August 3, 2013
I’m writing this just a couple minutes after watching the EverQuest Next reveal video on Twitch. I couldn’t watch it live yesterday, but it was totally worth the wait. For an hour and a half, I was on the edge of my chair. The introduction was a beautiful piece of sand performance art, which I otherwise won’t talk about. The rest of the video was an introduction into what will probably be the single most revolutionary MMORPG to come out since 2003.
Dave Georgeson, director of development for EverQuest Next, started things off with a reveal of the art style. Let me tell you, this is a gorgeous game. The whole thing is very painterly, and is rendered using a modified version of the engine powering Planetside 2.
All of the races have been redone, and we were treated to concept art for several: the High Elf, the Dark Elf, the Human, the Dwarf, and the Kerran. The Dark Elf and the Kerran were probably the biggest departure from previous EQ designs. Kerrans are distinctly more lionesque, with pronounced lion’s heads instead of the old cat faces and huge builds. Dark elves look like standard dark elves, except they have draconic eyes and short horns. There’s a story behind that that I really want to hear.
The art style for characters is exaggerated, even slightly cartoony. I’m really OK with that, especially since they’re building SOEmote into the game from the beginning. It’s easy to see the expressions of the players themselves on their characters, and that’s marvelous for a roleplayer, but also for immersion and socializing in general.

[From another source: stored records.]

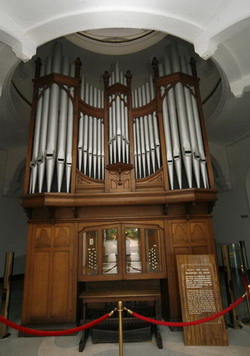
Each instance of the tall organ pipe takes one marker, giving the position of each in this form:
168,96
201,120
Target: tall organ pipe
80,130
37,133
142,134
138,139
44,126
62,129
182,118
146,132
95,135
90,145
86,131
151,130
99,138
173,126
167,132
53,118
69,135
203,160
155,125
191,124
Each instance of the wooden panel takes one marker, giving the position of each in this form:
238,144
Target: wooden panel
179,232
198,231
43,237
62,236
60,284
200,298
199,250
39,285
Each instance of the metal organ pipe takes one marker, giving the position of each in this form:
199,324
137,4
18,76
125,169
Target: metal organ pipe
69,145
43,133
167,132
94,135
155,125
37,133
62,129
151,130
138,138
53,118
173,126
203,161
99,138
182,118
90,134
191,125
142,134
146,132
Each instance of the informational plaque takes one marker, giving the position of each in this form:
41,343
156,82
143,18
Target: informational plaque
200,298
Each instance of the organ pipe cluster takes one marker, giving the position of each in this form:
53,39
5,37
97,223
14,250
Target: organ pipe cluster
53,137
183,135
53,133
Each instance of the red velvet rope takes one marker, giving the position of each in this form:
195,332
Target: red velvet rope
189,323
52,333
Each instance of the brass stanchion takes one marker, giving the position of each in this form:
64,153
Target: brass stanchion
4,308
246,321
120,310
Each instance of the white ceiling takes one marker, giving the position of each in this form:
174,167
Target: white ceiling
219,29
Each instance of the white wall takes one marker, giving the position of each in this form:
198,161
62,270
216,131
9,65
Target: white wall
231,212
13,221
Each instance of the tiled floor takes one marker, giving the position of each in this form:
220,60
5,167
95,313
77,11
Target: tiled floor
239,341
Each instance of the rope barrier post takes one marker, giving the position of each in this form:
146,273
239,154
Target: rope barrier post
246,321
4,310
120,310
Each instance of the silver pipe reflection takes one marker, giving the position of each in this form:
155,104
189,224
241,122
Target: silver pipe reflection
141,131
182,118
69,145
62,129
191,124
53,118
203,161
173,126
43,133
155,125
167,132
37,134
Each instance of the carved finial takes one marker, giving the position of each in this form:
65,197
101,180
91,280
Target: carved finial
106,79
129,78
78,64
38,64
155,67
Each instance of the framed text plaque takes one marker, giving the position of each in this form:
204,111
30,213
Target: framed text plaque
200,298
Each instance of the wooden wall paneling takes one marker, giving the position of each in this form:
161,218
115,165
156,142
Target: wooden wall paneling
50,281
39,288
31,129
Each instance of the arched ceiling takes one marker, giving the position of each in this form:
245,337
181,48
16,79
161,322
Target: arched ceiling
219,29
212,26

Movement is fantastic. Characters slide, leap, vault, grab, and otherwise interact with the terrain in a very natural way. With EQN’s “active movement system,” players are free to really enjoy moving around in the world. There are items and spells that allow additional ways to move, like the Boots of the Zephyr in the video that allowed the players to float gently downward. Brilliant stuff.

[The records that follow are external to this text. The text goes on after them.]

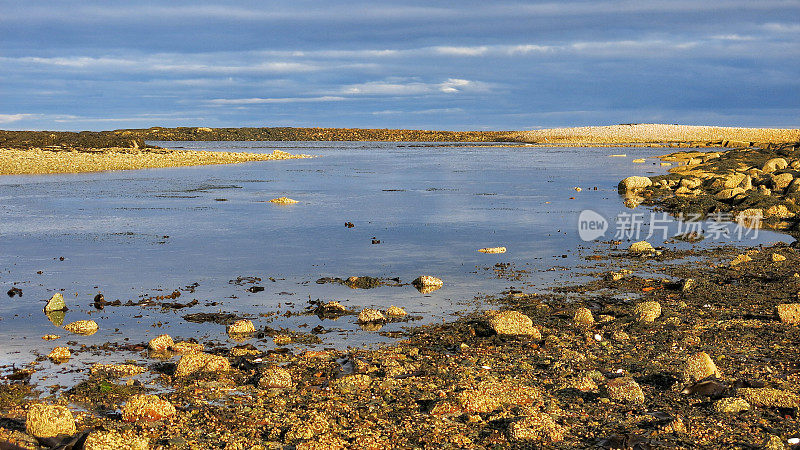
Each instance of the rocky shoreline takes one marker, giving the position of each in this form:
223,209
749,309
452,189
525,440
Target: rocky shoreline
661,348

Then, we got into the Four Grails, as Dave put it.
Grail 1 is the “Core Game.” This was the least impressive of the Grails, but it was still nice to see. Character evolution from a mechanical standpoint is based on collecting classes from around the world and mixing and matching abilities from them. It sounds like a hybrid of Guild Wars 2’s system and Rift’s system. Weapon choice matters, like it does in GW2.

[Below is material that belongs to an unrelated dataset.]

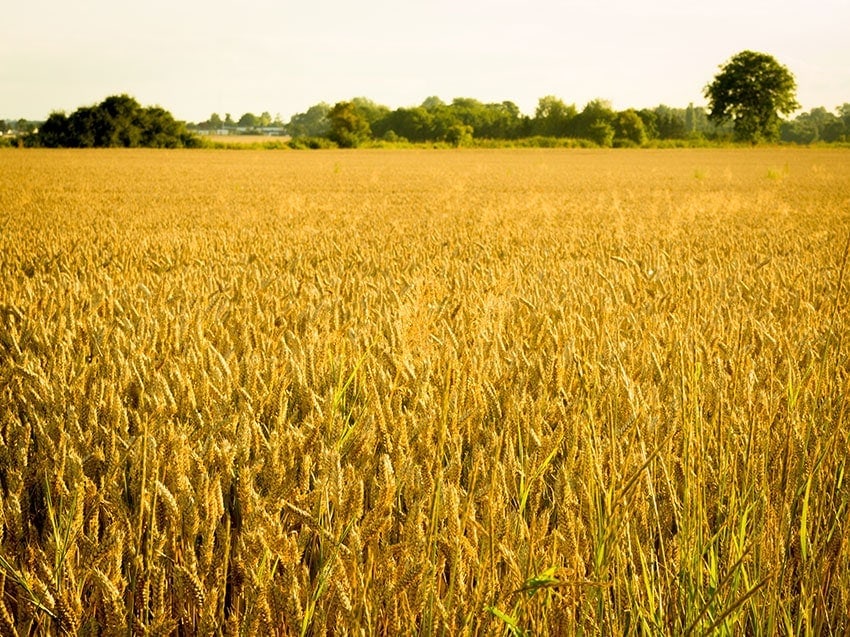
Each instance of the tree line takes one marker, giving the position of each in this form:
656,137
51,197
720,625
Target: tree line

Grail 2 is “Destructibility,” and this was the first mind-blowing revelation. The entire game world is built of voxels, despite looking natural and perfectly designed. It’s fully destructible, even though it heals over time. It’s like if SOE took a look at Minecraft and applied that on a grand scale. The way it works, too, is gorgeous. You can definitely see the aftermath of epic battles in the environment that it occurred in.
Grail 3 is “A Life of Consequence.” Besides the standard “every action you take matters” spiel, we were introduced to the idea of emergent AI in an MMO. SOE will create mob behavioral patterns - likes, dislikes, etc. - and then release mobs of that type into the world. They will live, react, and die according to how they’re programmed to behave. This means it’s entirely possible to have roving bands of orcs that actually decide to set up camp in a particular area - choose their own spawn point, as it were. It’s also possible to drive them out.
Grail 4 is “Permanent Change.” For the most part, Dave talked about the Rallying Cry system, which is a little like a server-wide public quest that lasts 2-3 months each… and has permanent effect on the game world. These Rallying Cries are promised to be different on every server, and that along with the Life of Consequence and Destructibility Grails ensure that no two servers will have the same environment and history, let alone community.
As if all this wasn’t enough, then they got into the EverQuest Next Landmark game that’s coming out later in 2013. Landmark sounds basically like Minecraft on an epic scale, except that one continent in each Landmark server will have EverQuest Next art direction enforced… and creations from those areas will make it into EverQuest Next as real, lasting landmarks.
On top of that, SOE’s Player Studio will find a very interesting real money economy implementation for people who enjoy building things in Landmark; you’ll be able to sell not only finished works, but components. The example that Dave gave was of a player creating a nice crenelated tower. People could buy that tower, then make castles from it and sell those castles, and the player who created the tower would get royalties based on how many of that tower were used in the castle design for every castle sold. It’s a fascinating system.
Basically, EverQuest Next sounds like the game I’ve been waiting for my entire gaming life. I really want to hear about how the crafting system works, and more about all the races, but… it sounds awe-inspiring. EverQuest Next takes player involvement in the game to a level never before seen.